To call popular open models without a Truss project first, use the public OpenAI-compatible endpoint at `https://inference.baseten.co/v1` with your [Baseten API key](/organization/api-keys) and the OpenAI SDK pointed at that base URL. The [Model APIs](/inference/model-apis/overview) documentation lists models, pricing, and feature support. For what happens after the gateway (routing, replicas, queuing, retries, cold starts), see [Request lifecycle](/deployment/autoscaling/request-lifecycle).

If you're an AI lab serving your own hosted model to your own customers under a branded URL, with federated keys and per-customer billing, see [Frontier Gateway](/frontier-gateway/overview).

## Inference API

When you deploy your own model, pick an interface that matches your payloads. Engine-Builder-LLM, BIS-LLM, and BEI expose `/v1/chat/completions` (or `/v1/embeddings` for BEI) on `https://inference.baseten.co/v1` with OpenAI-compatible parameters for structured outputs, tool calling, reasoning, and streaming. Custom Truss code can use `/predict` for arbitrary JSON when chat or embeddings are not a good fit.
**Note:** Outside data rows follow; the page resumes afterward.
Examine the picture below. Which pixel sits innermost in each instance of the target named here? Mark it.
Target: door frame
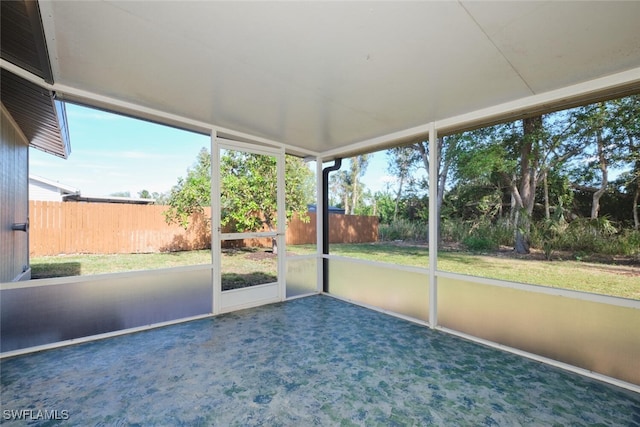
(260, 294)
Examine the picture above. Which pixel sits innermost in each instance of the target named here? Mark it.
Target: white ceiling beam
(606, 87)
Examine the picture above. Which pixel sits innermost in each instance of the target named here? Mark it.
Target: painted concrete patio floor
(310, 361)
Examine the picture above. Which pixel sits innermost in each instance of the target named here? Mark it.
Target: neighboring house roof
(66, 193)
(63, 189)
(107, 199)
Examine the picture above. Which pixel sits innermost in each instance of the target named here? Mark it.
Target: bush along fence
(109, 228)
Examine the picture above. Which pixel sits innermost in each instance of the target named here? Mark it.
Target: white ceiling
(325, 77)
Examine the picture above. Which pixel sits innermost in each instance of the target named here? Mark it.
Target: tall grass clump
(480, 235)
(402, 229)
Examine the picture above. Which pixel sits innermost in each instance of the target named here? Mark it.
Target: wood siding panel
(14, 159)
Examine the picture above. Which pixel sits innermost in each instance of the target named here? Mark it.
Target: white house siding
(14, 203)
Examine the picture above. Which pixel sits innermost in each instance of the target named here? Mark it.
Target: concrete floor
(310, 361)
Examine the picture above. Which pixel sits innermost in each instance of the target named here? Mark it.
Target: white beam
(433, 224)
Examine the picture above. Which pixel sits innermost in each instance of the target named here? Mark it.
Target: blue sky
(112, 153)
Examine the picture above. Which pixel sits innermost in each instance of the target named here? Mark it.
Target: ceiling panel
(326, 75)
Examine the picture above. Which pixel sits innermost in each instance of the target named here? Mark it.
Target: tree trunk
(398, 196)
(636, 200)
(547, 210)
(525, 193)
(354, 195)
(595, 206)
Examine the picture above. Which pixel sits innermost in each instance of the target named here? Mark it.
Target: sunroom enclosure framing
(259, 98)
(607, 347)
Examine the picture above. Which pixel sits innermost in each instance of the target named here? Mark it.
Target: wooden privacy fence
(108, 228)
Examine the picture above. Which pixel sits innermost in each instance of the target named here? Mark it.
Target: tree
(347, 189)
(358, 168)
(190, 194)
(248, 190)
(144, 194)
(401, 162)
(609, 131)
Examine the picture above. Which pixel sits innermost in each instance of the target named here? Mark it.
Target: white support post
(434, 160)
(216, 255)
(281, 240)
(319, 228)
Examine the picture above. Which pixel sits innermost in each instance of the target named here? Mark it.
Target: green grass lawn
(245, 266)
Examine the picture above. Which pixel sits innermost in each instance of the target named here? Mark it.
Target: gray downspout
(325, 221)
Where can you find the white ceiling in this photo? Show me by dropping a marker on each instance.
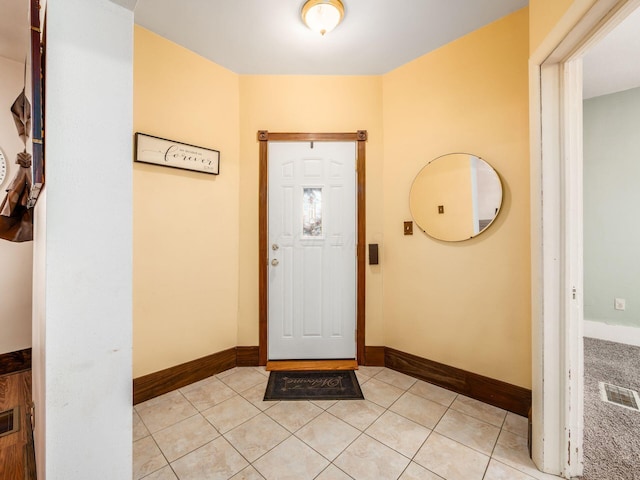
(612, 65)
(268, 36)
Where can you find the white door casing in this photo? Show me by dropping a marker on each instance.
(556, 227)
(312, 250)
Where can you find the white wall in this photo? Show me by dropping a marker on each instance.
(83, 247)
(611, 224)
(15, 258)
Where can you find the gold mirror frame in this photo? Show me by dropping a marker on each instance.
(455, 197)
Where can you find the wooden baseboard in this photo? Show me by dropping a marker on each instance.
(247, 356)
(494, 392)
(374, 356)
(13, 362)
(164, 381)
(285, 365)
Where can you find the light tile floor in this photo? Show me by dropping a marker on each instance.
(219, 428)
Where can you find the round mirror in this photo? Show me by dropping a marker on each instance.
(455, 197)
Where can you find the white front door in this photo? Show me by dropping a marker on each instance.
(312, 250)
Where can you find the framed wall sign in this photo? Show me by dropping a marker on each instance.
(167, 153)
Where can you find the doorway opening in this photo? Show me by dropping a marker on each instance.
(557, 232)
(359, 139)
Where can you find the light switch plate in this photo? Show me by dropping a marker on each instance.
(408, 228)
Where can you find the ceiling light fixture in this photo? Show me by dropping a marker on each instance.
(322, 16)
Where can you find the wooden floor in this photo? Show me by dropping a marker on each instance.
(15, 390)
(288, 365)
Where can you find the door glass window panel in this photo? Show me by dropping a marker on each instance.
(312, 212)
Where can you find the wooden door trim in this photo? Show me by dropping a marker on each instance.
(360, 138)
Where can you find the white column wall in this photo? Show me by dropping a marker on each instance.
(15, 258)
(83, 248)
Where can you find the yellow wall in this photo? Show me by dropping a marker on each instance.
(465, 304)
(185, 243)
(196, 236)
(306, 104)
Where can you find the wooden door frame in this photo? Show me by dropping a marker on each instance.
(264, 137)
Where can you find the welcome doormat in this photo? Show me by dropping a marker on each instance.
(313, 385)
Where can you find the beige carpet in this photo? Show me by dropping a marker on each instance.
(611, 432)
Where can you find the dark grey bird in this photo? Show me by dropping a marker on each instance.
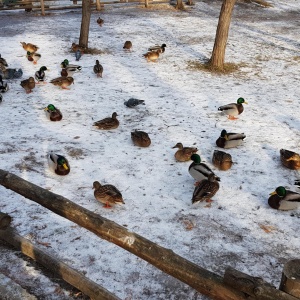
(78, 55)
(3, 86)
(132, 102)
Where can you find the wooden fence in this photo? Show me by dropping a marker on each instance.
(234, 286)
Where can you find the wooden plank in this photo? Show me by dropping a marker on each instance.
(59, 268)
(204, 281)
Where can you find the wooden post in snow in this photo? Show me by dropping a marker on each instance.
(68, 274)
(254, 287)
(202, 280)
(290, 281)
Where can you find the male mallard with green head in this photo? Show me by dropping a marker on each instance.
(107, 194)
(233, 109)
(184, 153)
(283, 199)
(230, 139)
(53, 113)
(206, 189)
(290, 159)
(108, 123)
(58, 164)
(140, 138)
(200, 171)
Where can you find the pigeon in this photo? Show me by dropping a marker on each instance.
(132, 102)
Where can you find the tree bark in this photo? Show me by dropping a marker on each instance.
(254, 287)
(68, 274)
(217, 59)
(164, 259)
(85, 23)
(290, 281)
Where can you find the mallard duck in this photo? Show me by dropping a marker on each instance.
(184, 153)
(40, 74)
(98, 69)
(58, 164)
(132, 102)
(127, 45)
(206, 189)
(63, 82)
(100, 22)
(53, 113)
(140, 138)
(107, 194)
(283, 199)
(160, 49)
(28, 84)
(3, 61)
(3, 86)
(230, 140)
(222, 160)
(108, 123)
(65, 64)
(290, 159)
(29, 47)
(200, 171)
(151, 56)
(233, 109)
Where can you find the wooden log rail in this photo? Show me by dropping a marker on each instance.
(68, 274)
(202, 280)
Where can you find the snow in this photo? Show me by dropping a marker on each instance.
(181, 106)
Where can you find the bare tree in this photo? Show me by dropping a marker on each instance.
(217, 59)
(85, 23)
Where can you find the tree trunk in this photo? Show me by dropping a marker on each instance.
(218, 55)
(85, 23)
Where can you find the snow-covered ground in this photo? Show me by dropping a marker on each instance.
(239, 229)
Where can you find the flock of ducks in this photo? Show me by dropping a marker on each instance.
(207, 182)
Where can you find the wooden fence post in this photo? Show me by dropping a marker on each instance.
(290, 280)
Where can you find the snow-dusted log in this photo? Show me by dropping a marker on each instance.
(290, 281)
(254, 287)
(164, 259)
(5, 220)
(68, 274)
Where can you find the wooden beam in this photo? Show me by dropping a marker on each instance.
(59, 268)
(164, 259)
(254, 287)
Use the [Inference API reference](/reference/inference-api/overview) for paths, methods, and errors.

## Synchronous inference

Synchronous calls return a full response in one round trip, which fits interactive use (chat, code completion, classification, embeddings) where the client can wait for the answer. See [Call your model](/inference/calling-your-model) for predict-style URLs across development, environment, and published deployments.

## Streaming

Streaming sends tokens as they are generated over server-sent events, which suits long generations and UIs where partial output beats a blank wait. See [Streaming](/inference/streaming) for client patterns and engine notes.

## Asynchronous inference

Async inference returns a request ID quickly and completes later through webhook or polling, which suits batch work, long documents, or any case where the caller should not hold a connection open for minutes. See [Async inference](/inference/async) for webhooks, status endpoints, and failures.

## Structured outputs and tool calling

Structured outputs constrain the model to a JSON schema you define; tool calling lets the model invoke your functions and continue the turn. Both align with OpenAI SDK parameters where supported on [Model APIs](/inference/model-apis/overview) and engine-backed deployments. Read [Structured outputs](/inference/structured-outputs) and [Function calling](/inference/function-calling) for implementation details.

## Client configuration

For sustained load, tune connection reuse, timeouts, and parallelism. The Baseten Performance Client covers common cases; see [Performance client](/inference/performance-client) and [HTTP client configuration](/inference/http-client-configuration) for direct HTTP tuning.